In order to prevent stack drift and correctly support ASG instance refresh auto-rollback, CloudFormation should:

  1. Not update the ASG's launch template when doing a stack update.
  2. Specify the updated launch template ID/name + version in the StartInstanceRefresh call.

__Note that certain launch template settings do not work with ASG instance refresh auto-rollback (docs).__

1. UpdatePolicy.AutoScalingInstanceRefresh Attribute

To keep in line with the existing UpdatePolicy attributes, we can add an AutoScalingInstanceRefresh attribute which configures the ASG instance refresh behavior.

It's unclear if this approach is still endorsed by the CloudFormation team with the migration to Uluru (codename for CloudFormation Registry which has been leaked in several issues + PRs across various repositories in the aws-cloudformation group).

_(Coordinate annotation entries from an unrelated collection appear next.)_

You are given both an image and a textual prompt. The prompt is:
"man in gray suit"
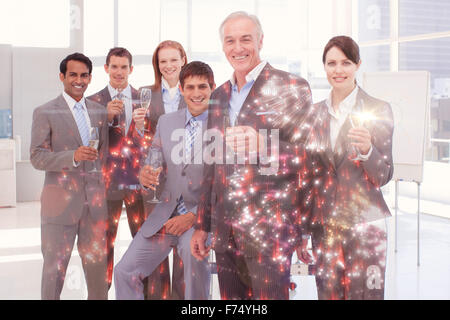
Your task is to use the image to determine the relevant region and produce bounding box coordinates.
[30,53,108,300]
[114,61,215,300]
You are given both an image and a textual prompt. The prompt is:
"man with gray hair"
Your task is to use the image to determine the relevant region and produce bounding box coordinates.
[191,11,311,299]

2. AWS::AutoScalingGroupInstanceRefresh Macro

This is in line with the relatively new AWS::CodeDeployBlueGreen macro used to support CodeDeploy blue/green deployments for ECS applications.

It's not clear if this macro approach is what the CloudFormation team endorses now with Uluru. Both CloudFormation rolling update and Lambda CodeDeploy blue/green use UpdatePolicy attributes, but these are both quite old and seem to predate Uluru.

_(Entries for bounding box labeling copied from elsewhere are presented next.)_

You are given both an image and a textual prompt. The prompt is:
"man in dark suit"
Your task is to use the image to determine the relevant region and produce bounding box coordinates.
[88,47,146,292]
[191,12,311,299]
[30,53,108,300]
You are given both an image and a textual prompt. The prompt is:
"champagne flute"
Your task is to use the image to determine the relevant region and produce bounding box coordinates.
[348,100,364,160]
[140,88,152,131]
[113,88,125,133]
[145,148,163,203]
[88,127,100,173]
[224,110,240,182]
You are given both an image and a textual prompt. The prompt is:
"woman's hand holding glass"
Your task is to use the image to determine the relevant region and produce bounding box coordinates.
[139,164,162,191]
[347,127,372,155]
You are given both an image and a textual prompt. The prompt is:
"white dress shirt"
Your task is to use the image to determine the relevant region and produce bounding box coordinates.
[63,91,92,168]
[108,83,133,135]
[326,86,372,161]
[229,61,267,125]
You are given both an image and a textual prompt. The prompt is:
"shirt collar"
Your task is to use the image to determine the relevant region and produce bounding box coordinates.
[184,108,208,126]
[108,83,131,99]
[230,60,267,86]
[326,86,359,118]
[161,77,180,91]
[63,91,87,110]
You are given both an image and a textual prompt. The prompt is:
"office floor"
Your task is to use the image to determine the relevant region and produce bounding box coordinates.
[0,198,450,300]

It's also not clear what the region build implications of this are. Custom CloudFormation macros require a Lambda function but it's not clear what's needed for AWS-provided CloudFormation macros.

daTobiGit commented 2 months ago

There's a separate feature request to make this macro support EC2 CodeDeploy applications (https://github.com/aws-cloudformation/cloudformation-coverage-roadmap/issues/2071). That is out of scope for this feature request.

No i dont need the macro to set up ec2 blue/green in cloudformation. i just want to set the option for codedeploy via cloudformation. it can be done via CLI or in the web console already :)

commiterate commented 2 months ago

No i dont need the macro to set up ec2 blue/green in cloudformation. i just want to set the option for codedeploy via cloudformation. it can be done via CLI or in the web console already :)

Apparently I didn't read carefully enough.

Removed mention of this issue from the feature request.

commiterate commented 2 months ago

Spoke with an AWS PM for ASG.

This is planned for 2025, though the release date target hasn't been decided yet.